On 13 September, Davies offered to stand down from the by-election if Labour did the same and backed a Popular Front candidate against the Conservatives. Eventually, Gordon Walker reluctantly stood down and both parties supported Sandy Lindsay, who was the Master of Balliol, as an Independent Progressive.

On 14 September, the Conservatives selected Quintin Hogg, who was a fellow of All Souls and a former President of the Oxford Union Society.

==Campaign==

The campaign was intense and focused almost entirely on foreign affairs. Hogg supported Chamberlain's appeasement policy. Lindsay opposed appeasement; his campaigners used the slogan "A vote for Hogg is a vote for Hitler."

Lindsay was supported by many dissident Conservatives such as Harold Macmillan who were opposed to the Munich Agreement.

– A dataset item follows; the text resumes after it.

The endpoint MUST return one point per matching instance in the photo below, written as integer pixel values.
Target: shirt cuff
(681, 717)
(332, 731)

A number of future politicians such as Edward Heath and Roy Jenkins, at the University of Oxford at the time, cut their teeth in the Michaelmas campaign.

==In popular culture==
A 1988 TV drama-documentary A Vote for Hitler dramatized the events surrounding the by-election, and included interviews with Denis Healey and Frank Pakenham, 7th Earl of Longford, who had campaigned for Labour during the election, and Quintin Hogg, by then Lord Hailsham of St Marylebone. Actors played their younger versions and included John Woodvine as Lindsay, and James Coombes as Richard Crossman.

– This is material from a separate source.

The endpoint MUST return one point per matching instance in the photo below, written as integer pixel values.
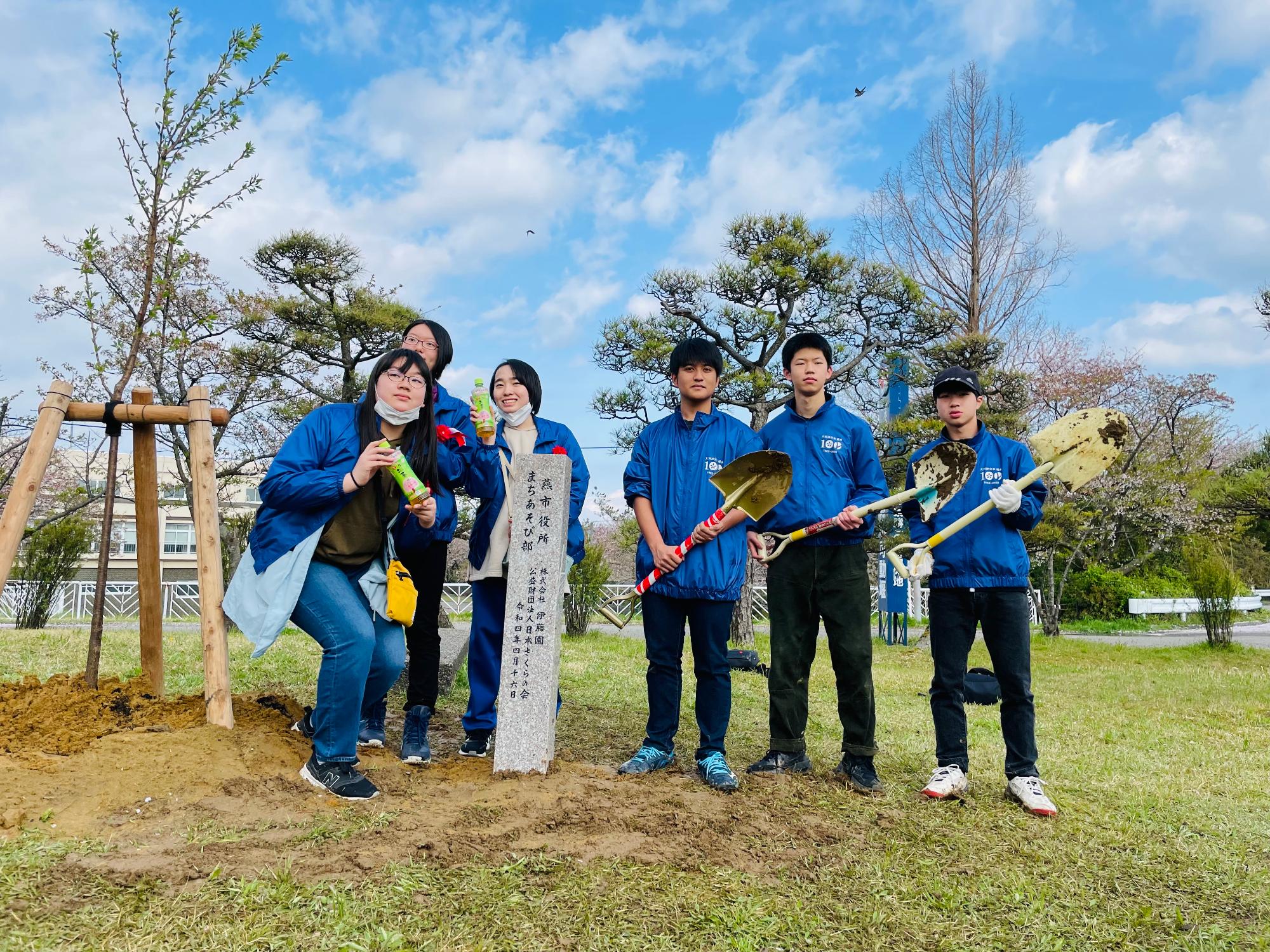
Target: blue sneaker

The by-election forms the basis of part 'XIV' of poet Louis MacNeice's masterwork, Autumn Journal, which he wrote in the autumn of 1938 strongly influenced by the shadow of impending war. The persona in part 'XIV' apparently campaigns for Lindsay: "use your legs and leave a blank for Hogg / And put a cross for Lindsay".

==Result==

The intensive campaign caused turnout to increase from 67.3% at the last election to 76.3%. Hogg won the seat with a reduced majority of 3,434 or 12.2 points.

Oxford by-election, 1938
| Party |  | Candidate | Votes | % | ±% |
|---|---|---|---|---|---|
|  | Conservative | Quintin Hogg | 15,797 | 56.1 | −6.7 |
|  | Independent Progressive | Sandy Lindsay | 12,363 | 43.9 | New |
| Majority |  |  | 3,434 | 12.2 | −13.4 |
| Turnout |  |  | 28,160 | 76.3 | +9.0 |
|  | Conservative hold |  | Swing | -25.3 |  |

==Previous election==

1935 general election: Oxford
| Party |  | Candidate | Votes | % | ±% |
|---|---|---|---|---|---|
|  | Conservative | Robert Bourne | 16,306 | 62.8 | N/A |
|  | Labour | Patrick Gordon-Walker | 9,661 | 37.2 | New |
| Majority |  |  | 6,645 | 25.6 | N/A |
| Turnout |  |  | 25,967 | 67.3 | N/A |
|  | Conservative hold |  | Swing |  |  |

Notwithstanding his pro-appeasement campaign, Hogg would subsequently vote against Neville Chamberlain in the Norway Debate of May 1940.